A Philippine Airlines Boeing 777-300ER. Photo courtesy of Philippine Embassy in the US.

Photo courtesy of Philippine Embassy in the US.

Flag carrier Philippine Airlines (PAL) is opposed to a plan to increase fuel excise taxes, saying this will increase overhead costs by the “billions” of pesos, and likely result in less demand for air travel.

PAL president Jamie Bautista was reacting to a proposed comprehensive tax reform program now being pursued by the Department of Finance (DOF). Part of that involved increasing the excise tax on oil products, which Finance Secretary Carlos Dominguez III said in a hearing last August remained unchanged for “two decades.”

On the first year of its implementation, the hike would bring the tax to P10 for every liter of regular gasoline and other products, including jet fuel, from about P4.50 per liter.

Bautista said he did not agree with the increase. He said it was an issue the domestic aviation industry would need to tackle, although he noted they were not yet in any talks with the DOF.

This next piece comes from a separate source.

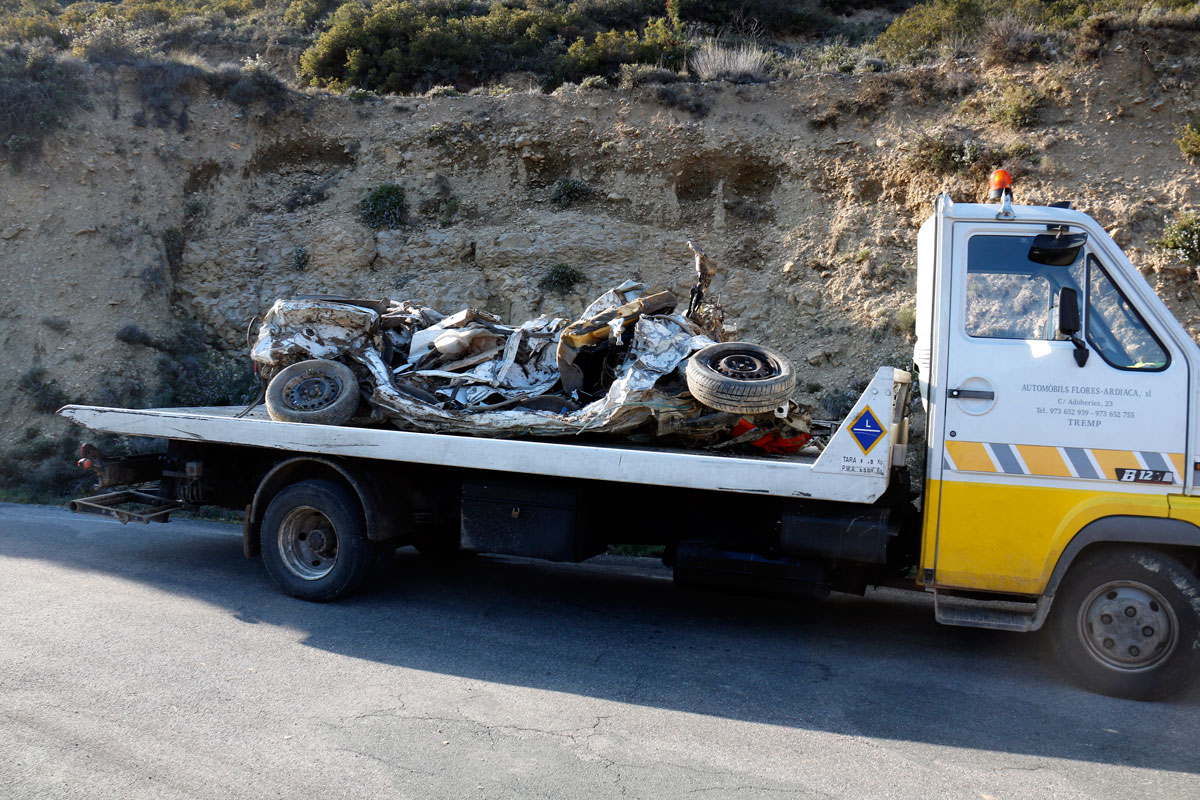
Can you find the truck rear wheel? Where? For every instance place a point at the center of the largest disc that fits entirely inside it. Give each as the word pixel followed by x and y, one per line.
pixel 315 543
pixel 1123 623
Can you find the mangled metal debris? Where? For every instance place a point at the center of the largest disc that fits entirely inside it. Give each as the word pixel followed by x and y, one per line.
pixel 629 365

“It will cost us billions of pesos,” Bautista said on the sidelines of the recent 60th Assembly of Presidents of the Association of Asia-Pacific Airlines. He noted PAL’s excise tax bill amounted anywhere from P300 million to P500 million a year.

Since taxes would likely be passed on to consumers, this was expected to translate to lower demand, he added.

“The Philippines is a very price-sensitive market,” Bautista said. “It may affect the appetite of travellers to fly.”